Chi è Alfonso Tumbarello

Oltre ad esercitare la professione di medico, Tumbarello vanta una importante esperienza politica. Nel 2006 è stato candidato alle elezioni regionali con la lista dell'Udc (fu rieletto presidente l'esponente dello scudocrociato Totò Cuffaro). Tumbarello, che già all'epoca vantava un'esperienza da consigliere provinciale sempre dell'Udc, conquistò 2697 voti e non fu eletto. Ma come riporta Repubblica: "Il medico, comunque, non si diede per vinto: cinque anni dopo cercò di essere eletto sindaco della sua Campobello di Mazara, scendendo in campo con il Popolo delle libertà. Anche quello fu un flop, però: Tumbarello mancò persino l'approdo al ballottaggio, piazzandosi al quinto posto in una tornata elettorale che poi vide vincere Ciro Caravà. Singolarmente, l'amministrazione Caravà fu poi sciolta per mafia".

Cuffaro: "Mai conosciuto Alfonso Tumbarello"

«Gli inquirenti accerteranno cosa c'entra il dottor Alfonso Tumbarello con Messina Denaro, ma è certo che non c'entra niente con me». Lo afferma il commissario regionale della Dc, Totò Cuffaro, dopo alcune notizie riguardanti la candidatura di Tumbarello alle Regionali del 2006 e alle amministrative del 2011 a Campobello di Mazara. «A chi della stampa non perde occasione per spargere fango contro di me voglio ricordare che nel 2006 la mia lista, era la "Lista del Presidente" chiamata "Arcobaleno", e il dottor Tumbarello non era candidato con la mia lista, era candidato nella lista della Udc e - precisa ancora Cuffaro- le candidature di Trapani non sono state scelta da me». "Nel 2011, quando si è candidato a sindaco, io ero già in carcere e, quindi, non l’ho potuto scegliere come candidato. Quello che si sta scrivendo contro di me è semplicemente vergognoso e non degno di una informazione seria ma soltanto diffamatoria», conclude Cuffaro.

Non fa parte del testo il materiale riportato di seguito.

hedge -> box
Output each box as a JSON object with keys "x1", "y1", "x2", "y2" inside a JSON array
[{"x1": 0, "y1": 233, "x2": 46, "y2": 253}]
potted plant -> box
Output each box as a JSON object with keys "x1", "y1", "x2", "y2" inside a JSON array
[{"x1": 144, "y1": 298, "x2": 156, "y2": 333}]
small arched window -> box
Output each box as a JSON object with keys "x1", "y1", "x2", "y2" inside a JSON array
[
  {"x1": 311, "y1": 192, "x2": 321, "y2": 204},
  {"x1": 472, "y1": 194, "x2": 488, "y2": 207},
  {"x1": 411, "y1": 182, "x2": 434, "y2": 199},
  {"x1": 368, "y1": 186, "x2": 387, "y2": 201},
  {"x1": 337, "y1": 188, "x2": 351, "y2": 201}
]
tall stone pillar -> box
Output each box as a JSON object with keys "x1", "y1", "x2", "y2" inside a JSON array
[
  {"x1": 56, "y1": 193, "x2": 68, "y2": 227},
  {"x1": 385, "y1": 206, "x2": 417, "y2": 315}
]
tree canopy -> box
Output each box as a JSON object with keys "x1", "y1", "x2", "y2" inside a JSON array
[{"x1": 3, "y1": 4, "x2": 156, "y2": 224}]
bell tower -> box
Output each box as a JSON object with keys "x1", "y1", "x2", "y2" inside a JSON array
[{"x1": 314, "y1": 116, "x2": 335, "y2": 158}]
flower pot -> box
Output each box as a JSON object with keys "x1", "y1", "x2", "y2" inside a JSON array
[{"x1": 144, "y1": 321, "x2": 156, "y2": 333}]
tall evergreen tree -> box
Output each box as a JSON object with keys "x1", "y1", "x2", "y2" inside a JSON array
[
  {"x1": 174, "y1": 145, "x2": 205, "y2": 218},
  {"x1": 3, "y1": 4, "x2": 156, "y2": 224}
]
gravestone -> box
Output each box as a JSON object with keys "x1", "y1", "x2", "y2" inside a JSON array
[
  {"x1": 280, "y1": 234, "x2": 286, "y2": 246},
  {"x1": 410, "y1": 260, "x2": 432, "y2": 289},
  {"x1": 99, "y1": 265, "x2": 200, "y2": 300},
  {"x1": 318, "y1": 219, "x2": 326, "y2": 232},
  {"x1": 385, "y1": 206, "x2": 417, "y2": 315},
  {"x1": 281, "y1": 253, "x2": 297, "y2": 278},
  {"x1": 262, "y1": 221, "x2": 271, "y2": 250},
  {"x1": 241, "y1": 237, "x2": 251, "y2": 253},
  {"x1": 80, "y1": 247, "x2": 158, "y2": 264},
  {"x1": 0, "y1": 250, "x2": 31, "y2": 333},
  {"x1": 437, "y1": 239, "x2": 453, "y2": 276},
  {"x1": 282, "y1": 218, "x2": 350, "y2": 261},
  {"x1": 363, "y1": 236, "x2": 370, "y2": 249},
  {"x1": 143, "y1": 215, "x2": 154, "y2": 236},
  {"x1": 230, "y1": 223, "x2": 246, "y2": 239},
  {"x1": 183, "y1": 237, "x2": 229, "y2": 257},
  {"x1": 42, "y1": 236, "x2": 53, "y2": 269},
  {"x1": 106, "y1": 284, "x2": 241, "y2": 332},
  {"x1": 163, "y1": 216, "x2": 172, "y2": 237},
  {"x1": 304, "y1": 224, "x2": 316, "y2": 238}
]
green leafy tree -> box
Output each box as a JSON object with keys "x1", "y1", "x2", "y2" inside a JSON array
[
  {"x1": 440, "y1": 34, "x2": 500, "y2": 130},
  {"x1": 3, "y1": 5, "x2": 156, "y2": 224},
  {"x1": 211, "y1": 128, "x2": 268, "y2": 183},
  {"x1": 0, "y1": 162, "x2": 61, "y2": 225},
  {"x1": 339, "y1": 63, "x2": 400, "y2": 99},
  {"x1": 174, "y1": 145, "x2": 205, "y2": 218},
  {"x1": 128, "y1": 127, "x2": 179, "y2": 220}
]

Il rapporto con l'ex sindaco di Castelvetrano Tonino Vaccarino

"Chi lo conosce lo descrive - scrive ancora Repubblica - come un personaggio vicino all'ex sindaco di Castelvetrano Tonino Vaccarino. E questo apre un altro spaccato: Vaccarino, nome in codice Svetonio, intrattenne una lunga corrispondenza con Messina Denaro durante la sua latitanza. Lo scambio, coperto dai servizi segreti, sarebbe stato condotto per arrivare a individuare il latitante".